Submitted by Ali Law Group PC on
On February 18, 2019, the New York City Commission of Human Rights announced that the New York City Human Rights Law (“NYCHRL”) will now protect against discrimination on the basis of hair. The NYCHRL generally prohibits discrimination by employers on the basis of age, alienage/citizenship, color, disability, gender, gender identity, marital/partnership status, national origin, pregnancy, race, religion, sexual orientation, and status as a veteran.
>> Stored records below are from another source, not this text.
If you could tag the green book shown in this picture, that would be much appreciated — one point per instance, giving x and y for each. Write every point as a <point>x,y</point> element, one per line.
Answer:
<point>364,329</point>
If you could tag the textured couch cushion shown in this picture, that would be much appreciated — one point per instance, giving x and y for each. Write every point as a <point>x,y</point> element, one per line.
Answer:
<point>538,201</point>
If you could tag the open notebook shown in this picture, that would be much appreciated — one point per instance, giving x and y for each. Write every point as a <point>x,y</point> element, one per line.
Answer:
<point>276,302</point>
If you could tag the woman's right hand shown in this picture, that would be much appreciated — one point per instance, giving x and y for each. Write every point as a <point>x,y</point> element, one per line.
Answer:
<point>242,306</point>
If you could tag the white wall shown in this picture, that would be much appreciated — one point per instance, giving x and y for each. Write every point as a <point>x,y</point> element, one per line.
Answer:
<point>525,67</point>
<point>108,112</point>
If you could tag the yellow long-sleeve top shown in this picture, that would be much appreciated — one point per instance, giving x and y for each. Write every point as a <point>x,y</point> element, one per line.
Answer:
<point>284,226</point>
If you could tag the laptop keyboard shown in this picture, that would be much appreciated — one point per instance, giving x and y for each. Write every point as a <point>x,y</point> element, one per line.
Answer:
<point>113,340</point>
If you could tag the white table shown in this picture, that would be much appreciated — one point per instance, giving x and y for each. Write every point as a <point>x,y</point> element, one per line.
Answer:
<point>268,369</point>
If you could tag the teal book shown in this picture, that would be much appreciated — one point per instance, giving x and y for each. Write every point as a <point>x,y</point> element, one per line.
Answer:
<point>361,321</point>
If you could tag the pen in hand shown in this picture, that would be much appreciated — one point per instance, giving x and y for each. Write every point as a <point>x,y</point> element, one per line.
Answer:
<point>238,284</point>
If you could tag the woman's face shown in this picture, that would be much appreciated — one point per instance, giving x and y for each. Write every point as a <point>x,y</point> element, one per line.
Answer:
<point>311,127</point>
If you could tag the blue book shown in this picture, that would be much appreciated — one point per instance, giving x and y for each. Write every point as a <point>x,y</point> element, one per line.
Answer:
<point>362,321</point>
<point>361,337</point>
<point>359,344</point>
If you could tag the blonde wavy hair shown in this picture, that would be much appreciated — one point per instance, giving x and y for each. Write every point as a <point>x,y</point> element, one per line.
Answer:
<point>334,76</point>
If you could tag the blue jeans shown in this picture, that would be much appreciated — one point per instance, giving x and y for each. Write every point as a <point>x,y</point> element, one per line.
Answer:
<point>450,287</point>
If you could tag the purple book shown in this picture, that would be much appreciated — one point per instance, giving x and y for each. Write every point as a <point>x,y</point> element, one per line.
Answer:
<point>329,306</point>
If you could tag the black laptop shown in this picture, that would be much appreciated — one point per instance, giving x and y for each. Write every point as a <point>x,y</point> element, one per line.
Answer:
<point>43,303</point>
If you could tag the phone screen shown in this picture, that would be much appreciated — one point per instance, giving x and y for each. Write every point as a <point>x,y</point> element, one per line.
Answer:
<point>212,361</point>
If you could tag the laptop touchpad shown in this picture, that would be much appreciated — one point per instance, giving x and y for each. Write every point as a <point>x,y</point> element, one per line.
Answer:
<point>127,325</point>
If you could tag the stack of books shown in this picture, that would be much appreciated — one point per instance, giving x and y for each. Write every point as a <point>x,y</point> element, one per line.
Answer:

Under the new law, discrimination on the basis of an individual’s natural hair or hairstyle will be considered a subset of race discrimination.
The NYC Commission on Human Rights (the “Commission”) issued guidance on race discrimination on the basis of hair and provides the following examples of practices that will now be considered a violation of NYCHRL’s anti-discrimination provisions, including:
- A grooming policy prohibiting twists, locs, braids, cornrows, Afros, Bantu knots, or fades;
- A grooming policy requiring employees to alter the state of their hair to conform to the company’s appearance standards, including having to straighten or relax hair (i.e., use chemicals or heat); or
- A grooming policy banning hair that extends a certain number of inches from the scalp, thereby limiting Afros.
The Commission also noted that discrimination can come in the form of facially neutral grooming policies related to characteristics that may not necessarily be associated with a protected class but that are discriminatorily applied. For instance, an employer violates the NYCHRL when it enforces a grooming policy banning the use of color/dye, extensions, and/or patterned or shaved hairstyles against Black employees only.
The NYCHRL also prohibits covered employees from harassing, imposing unfair conditions, or otherwise discriminating against employees based on aspects of their appearance associated with their race. Examples of discrimination include:
- Forcing Black people to obtain supervisory approval prior to changing hairstyles, but not imposing the same requirement on other people.
- Requiring only Black employees to alter or cut their hair or risk losing their jobs.
- Telling a Black employee with locs that they cannot be in a customer-facing role unless they change their hairstyle.
- Refusing to hire a Black applicant with cornrows because her hairstyle does not fit the “image” the employer is trying to project for sales representatives.
- Mandating that Black employees hide their hair or hairstyle with a hat or visor.
Finally, employers may not ban, limit, or otherwise restrict natural hair or hairstyles associated with Black communities to promote a certain corporate image, because of customer preference, or under the guise of speculative health or safety concerns. An employee’s hair texture or hairstyle generally has no bearing on their ability to perform the essential functions of a job.
New York City employers should review their policies to ensure they are neutral and inclusive of ethnic and/or cultural practices related to hair.